Week 12 Tree-Based Models in R

This week, we focus on tree-based models and their implementation in R. For the more advanced, a recommendable resource for tree-based modeling is Prasad, Iverson, and Liaw (2006) or Gries (2021). Very good papers dealing with many critical issues related to tree-based models are Strobl, Malley, and Tutz (2009) and Breiman (2001). The aim of this week is to show how to implement and perform basic tree-based modeling and classification using R.

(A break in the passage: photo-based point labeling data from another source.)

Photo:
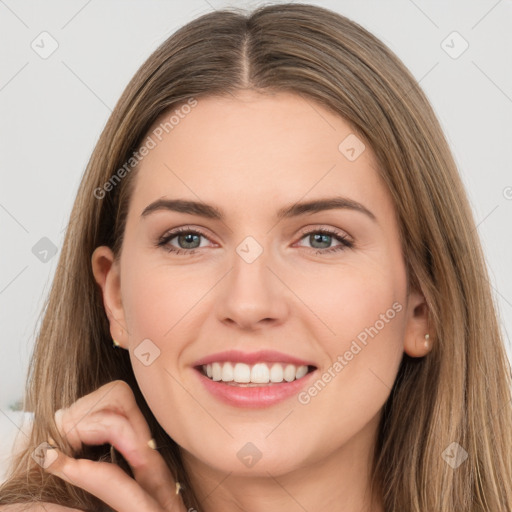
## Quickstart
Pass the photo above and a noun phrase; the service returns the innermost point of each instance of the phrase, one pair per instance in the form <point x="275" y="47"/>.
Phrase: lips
<point x="250" y="394"/>
<point x="262" y="356"/>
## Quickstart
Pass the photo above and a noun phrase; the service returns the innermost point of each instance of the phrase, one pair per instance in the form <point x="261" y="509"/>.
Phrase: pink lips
<point x="255" y="397"/>
<point x="262" y="356"/>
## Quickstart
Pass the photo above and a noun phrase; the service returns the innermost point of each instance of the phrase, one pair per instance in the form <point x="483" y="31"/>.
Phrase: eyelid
<point x="346" y="239"/>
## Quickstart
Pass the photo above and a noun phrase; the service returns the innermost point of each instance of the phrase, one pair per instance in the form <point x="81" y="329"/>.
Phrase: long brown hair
<point x="459" y="393"/>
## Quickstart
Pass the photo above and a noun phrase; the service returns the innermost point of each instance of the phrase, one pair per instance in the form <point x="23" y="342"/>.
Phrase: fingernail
<point x="50" y="456"/>
<point x="58" y="417"/>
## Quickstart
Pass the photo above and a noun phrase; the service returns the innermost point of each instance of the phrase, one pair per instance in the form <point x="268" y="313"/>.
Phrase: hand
<point x="111" y="415"/>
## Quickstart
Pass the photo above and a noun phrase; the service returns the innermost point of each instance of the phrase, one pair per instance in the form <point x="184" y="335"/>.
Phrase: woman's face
<point x="250" y="278"/>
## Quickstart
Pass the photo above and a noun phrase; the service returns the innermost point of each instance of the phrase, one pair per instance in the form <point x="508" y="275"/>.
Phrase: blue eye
<point x="323" y="236"/>
<point x="191" y="240"/>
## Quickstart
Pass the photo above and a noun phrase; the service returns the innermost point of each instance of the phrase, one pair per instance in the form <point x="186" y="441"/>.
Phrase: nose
<point x="252" y="295"/>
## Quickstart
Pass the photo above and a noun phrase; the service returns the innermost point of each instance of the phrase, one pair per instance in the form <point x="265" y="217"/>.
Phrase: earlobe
<point x="106" y="273"/>
<point x="418" y="336"/>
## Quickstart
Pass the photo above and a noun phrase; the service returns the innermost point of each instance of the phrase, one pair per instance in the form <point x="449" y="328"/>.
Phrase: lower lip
<point x="255" y="397"/>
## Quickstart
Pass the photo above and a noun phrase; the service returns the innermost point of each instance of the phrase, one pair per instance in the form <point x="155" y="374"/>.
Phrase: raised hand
<point x="110" y="415"/>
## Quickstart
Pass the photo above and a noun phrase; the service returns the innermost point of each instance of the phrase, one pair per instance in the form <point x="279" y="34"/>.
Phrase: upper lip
<point x="237" y="356"/>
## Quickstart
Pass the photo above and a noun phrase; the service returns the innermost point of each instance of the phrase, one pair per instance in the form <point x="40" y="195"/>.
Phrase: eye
<point x="322" y="237"/>
<point x="187" y="237"/>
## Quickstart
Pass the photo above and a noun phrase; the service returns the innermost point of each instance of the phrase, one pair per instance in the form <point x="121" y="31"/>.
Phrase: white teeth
<point x="227" y="372"/>
<point x="260" y="373"/>
<point x="242" y="373"/>
<point x="301" y="371"/>
<point x="276" y="373"/>
<point x="289" y="373"/>
<point x="216" y="371"/>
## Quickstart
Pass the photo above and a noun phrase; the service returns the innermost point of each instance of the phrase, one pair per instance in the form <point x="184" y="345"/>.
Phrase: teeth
<point x="260" y="373"/>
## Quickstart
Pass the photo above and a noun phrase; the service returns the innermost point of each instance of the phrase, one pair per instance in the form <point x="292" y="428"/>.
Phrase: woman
<point x="258" y="369"/>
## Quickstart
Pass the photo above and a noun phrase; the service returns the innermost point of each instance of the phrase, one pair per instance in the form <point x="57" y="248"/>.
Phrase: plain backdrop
<point x="53" y="108"/>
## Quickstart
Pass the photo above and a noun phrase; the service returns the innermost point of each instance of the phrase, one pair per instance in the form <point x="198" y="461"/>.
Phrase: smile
<point x="254" y="375"/>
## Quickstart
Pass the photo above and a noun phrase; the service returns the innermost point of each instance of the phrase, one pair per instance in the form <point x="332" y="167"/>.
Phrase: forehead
<point x="257" y="151"/>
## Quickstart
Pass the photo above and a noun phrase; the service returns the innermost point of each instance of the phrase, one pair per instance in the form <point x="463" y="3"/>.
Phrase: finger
<point x="105" y="481"/>
<point x="126" y="429"/>
<point x="148" y="466"/>
<point x="115" y="396"/>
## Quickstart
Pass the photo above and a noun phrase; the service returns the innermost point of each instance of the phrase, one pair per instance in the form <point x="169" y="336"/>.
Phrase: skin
<point x="250" y="155"/>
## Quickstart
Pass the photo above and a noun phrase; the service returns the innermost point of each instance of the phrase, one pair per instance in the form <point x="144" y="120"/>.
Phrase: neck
<point x="338" y="481"/>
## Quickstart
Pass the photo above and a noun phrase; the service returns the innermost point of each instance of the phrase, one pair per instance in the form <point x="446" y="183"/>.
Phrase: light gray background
<point x="52" y="111"/>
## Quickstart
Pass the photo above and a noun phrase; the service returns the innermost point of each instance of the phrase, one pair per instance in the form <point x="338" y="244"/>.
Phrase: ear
<point x="107" y="275"/>
<point x="417" y="326"/>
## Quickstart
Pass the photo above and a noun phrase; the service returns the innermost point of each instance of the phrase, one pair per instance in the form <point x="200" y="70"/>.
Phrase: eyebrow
<point x="211" y="212"/>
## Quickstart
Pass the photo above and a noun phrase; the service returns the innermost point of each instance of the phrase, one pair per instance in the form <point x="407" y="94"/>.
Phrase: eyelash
<point x="165" y="239"/>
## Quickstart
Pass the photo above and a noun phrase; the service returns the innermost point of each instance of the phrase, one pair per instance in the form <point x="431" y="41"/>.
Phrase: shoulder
<point x="37" y="507"/>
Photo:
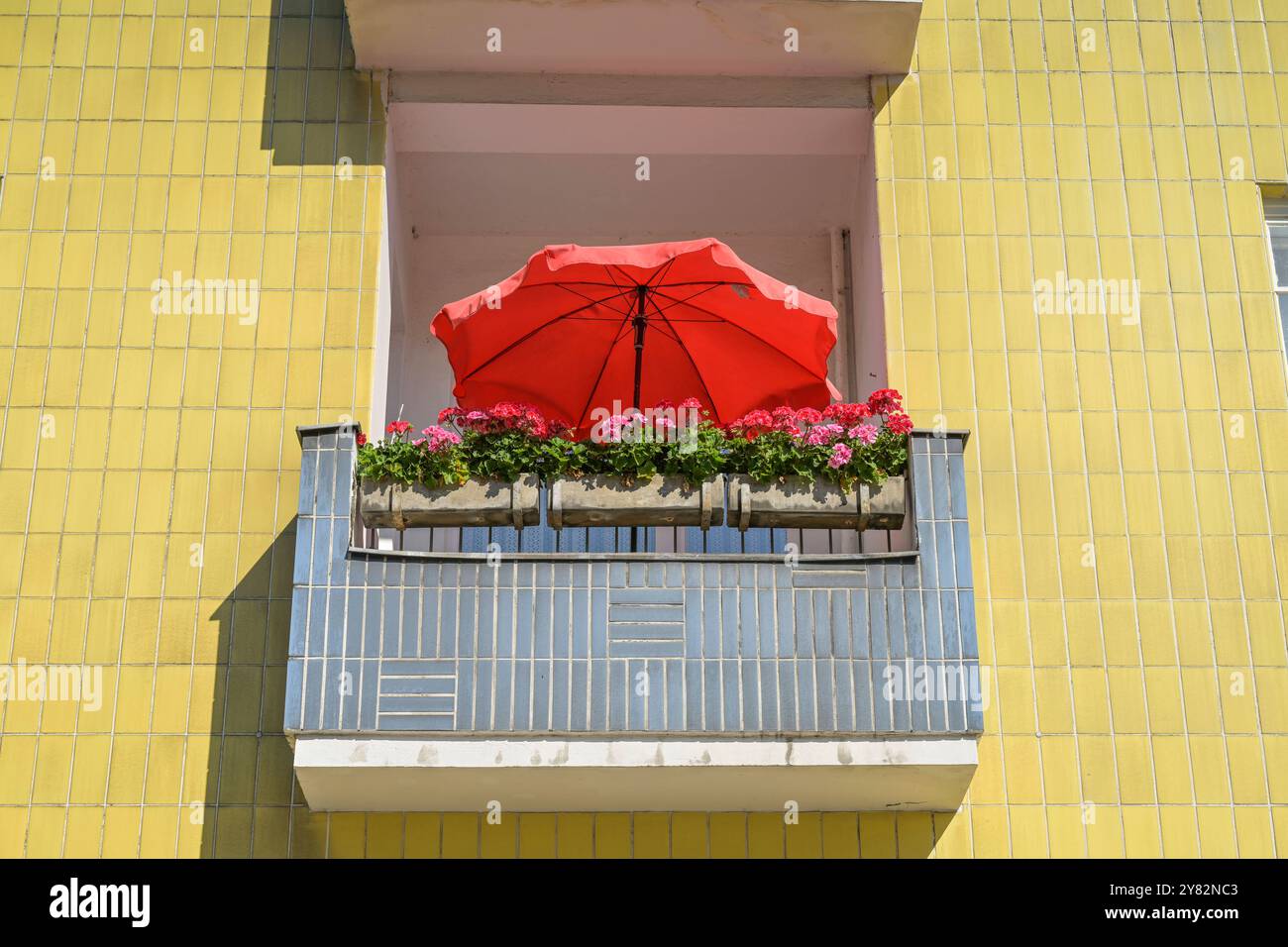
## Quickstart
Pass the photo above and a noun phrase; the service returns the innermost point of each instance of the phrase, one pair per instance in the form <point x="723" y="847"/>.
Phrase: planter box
<point x="475" y="502"/>
<point x="799" y="504"/>
<point x="660" y="501"/>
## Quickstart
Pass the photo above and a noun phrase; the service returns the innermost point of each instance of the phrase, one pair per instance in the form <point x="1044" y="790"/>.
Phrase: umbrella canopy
<point x="585" y="329"/>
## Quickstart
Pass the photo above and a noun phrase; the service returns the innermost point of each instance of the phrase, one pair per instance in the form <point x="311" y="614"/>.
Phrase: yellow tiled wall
<point x="1128" y="482"/>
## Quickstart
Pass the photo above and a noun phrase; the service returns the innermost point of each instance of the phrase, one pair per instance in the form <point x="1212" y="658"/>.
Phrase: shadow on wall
<point x="250" y="784"/>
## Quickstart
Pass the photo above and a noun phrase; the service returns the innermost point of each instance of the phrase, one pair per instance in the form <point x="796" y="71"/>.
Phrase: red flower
<point x="885" y="401"/>
<point x="809" y="415"/>
<point x="846" y="414"/>
<point x="898" y="421"/>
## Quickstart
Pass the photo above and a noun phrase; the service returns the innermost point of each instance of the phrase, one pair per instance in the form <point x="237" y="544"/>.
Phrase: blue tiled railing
<point x="599" y="643"/>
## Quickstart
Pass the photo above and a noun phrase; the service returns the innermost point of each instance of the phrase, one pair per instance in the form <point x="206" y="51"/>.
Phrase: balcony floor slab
<point x="634" y="775"/>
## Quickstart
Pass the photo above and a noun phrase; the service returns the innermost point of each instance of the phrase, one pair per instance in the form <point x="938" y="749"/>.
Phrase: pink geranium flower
<point x="863" y="433"/>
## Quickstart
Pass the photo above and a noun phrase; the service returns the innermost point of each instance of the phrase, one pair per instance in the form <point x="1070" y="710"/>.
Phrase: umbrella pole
<point x="640" y="322"/>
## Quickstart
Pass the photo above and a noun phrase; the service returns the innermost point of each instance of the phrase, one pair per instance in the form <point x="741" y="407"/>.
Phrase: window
<point x="1276" y="226"/>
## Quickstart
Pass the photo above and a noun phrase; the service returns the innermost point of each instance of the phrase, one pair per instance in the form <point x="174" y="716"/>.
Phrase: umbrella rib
<point x="578" y="292"/>
<point x="743" y="329"/>
<point x="528" y="335"/>
<point x="681" y="302"/>
<point x="684" y="348"/>
<point x="599" y="377"/>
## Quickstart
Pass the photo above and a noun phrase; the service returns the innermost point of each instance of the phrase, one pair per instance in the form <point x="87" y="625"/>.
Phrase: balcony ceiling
<point x="658" y="38"/>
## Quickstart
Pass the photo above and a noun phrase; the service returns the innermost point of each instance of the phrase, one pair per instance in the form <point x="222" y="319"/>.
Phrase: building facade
<point x="224" y="226"/>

Preparation and session set up

For this week, we need to install certain packages from an R library so that the scripts shown below are executed without errors. Before turning to the code below, please install the packages by running the code below this paragraph - it may take some time (between 1 and 5 minutes to install all of the libraries so you do not need to worry if it takes some time).

# install packages
install.packages("Boruta")
install.packages("tree")
install.packages("caret")
install.packages("cowplot")
install.packages("tidyverse")
install.packages("ggparty")
install.packages("Gmisc")
install.packages("grid")
install.packages("Hmisc")
install.packages("party")
install.packages("partykit")
install.packages("randomForest")
#install.packages("Rling")
install.packages("pdp")
install.packages("tidyr")
install.packages("RCurl")
install.packages("vip")
install.packages("flextable")
# install klippy for copy-to-clipboard button in code chunks
install.packages("remotes")
remotes::install_github("rlesur/klippy")

Now that we have installed the packages, we can activate them as shown below.

# set options
options(stringsAsFactors = F)
options(scipen = 999)
options(max.print=10000)
# load packages
library(Boruta)
library(tree)
library(caret)
library(cowplot)
library(tidyverse)
library(ggparty)
library(Gmisc)
library(grid)
library(Hmisc)
library(party)
library(partykit)
library(randomForest)
#library(Rling)
library(pdp)
library(RCurl)
library(tidyr)
library(vip)
library(flextable)
# activate klippy for copy-to-clipboard button
klippy::klippy()

NOTE

In some cases, installing the caret package can be a bit more complicated. In my case, it was necessary to execute the code chunk shown below. However, once the caret package is installed, you do not need to go through these steps again and can simply activate it by calling library(caret).

`

# install caret library
source("https://bioconductor.org/biocLite.R"); 
biocLite(); library(Biobase)
install.packages("Biobase", 
                 repos=c("http://rstudio.org/_packages", 
                         "http://cran.rstudio.com", 
                         "http://cran.rstudio.com/", dependencies=TRUE))
install.packages("dimRed", dependencies = TRUE)
install.packages('caret', dependencies = TRUE)
# activate caret library
library(caret)

`


Once you have installed R, RStudio, and have also initiated the session by executing the code shown above, you are good to go.

References

Breiman, Leo. 2001. “Statistical Modeling: The Two Cultures.” Statistical Science 16: 199–231. https://projecteuclid.org/euclid.ss/1009213726.
Gries, Stefan Th. 2021. Statistics for Linguistics Using r: A Practical Introduction. Berlin & New York: Mouton de Gruyter.
Prasad, Anantha M, Louis R Iverson, and Andy Liaw. 2006. “Newer Classification and Regression Tree Techniques: Bagging and Random Forests for Ecological Prediction.” Ecosystems 9 (2): 181–99.
Strobl, Carolin, James Malley, and Gerhard Tutz. 2009. “An Introduction to Recursive Partitioning: Rationale,application and Characteristics of Classification and Regression Trees, Bagging and Random Forests.” Psychological Methods 14 (4): 323–48. https://www.ncbi.nlm.nih.gov/pmc/articles/PMC2927982/.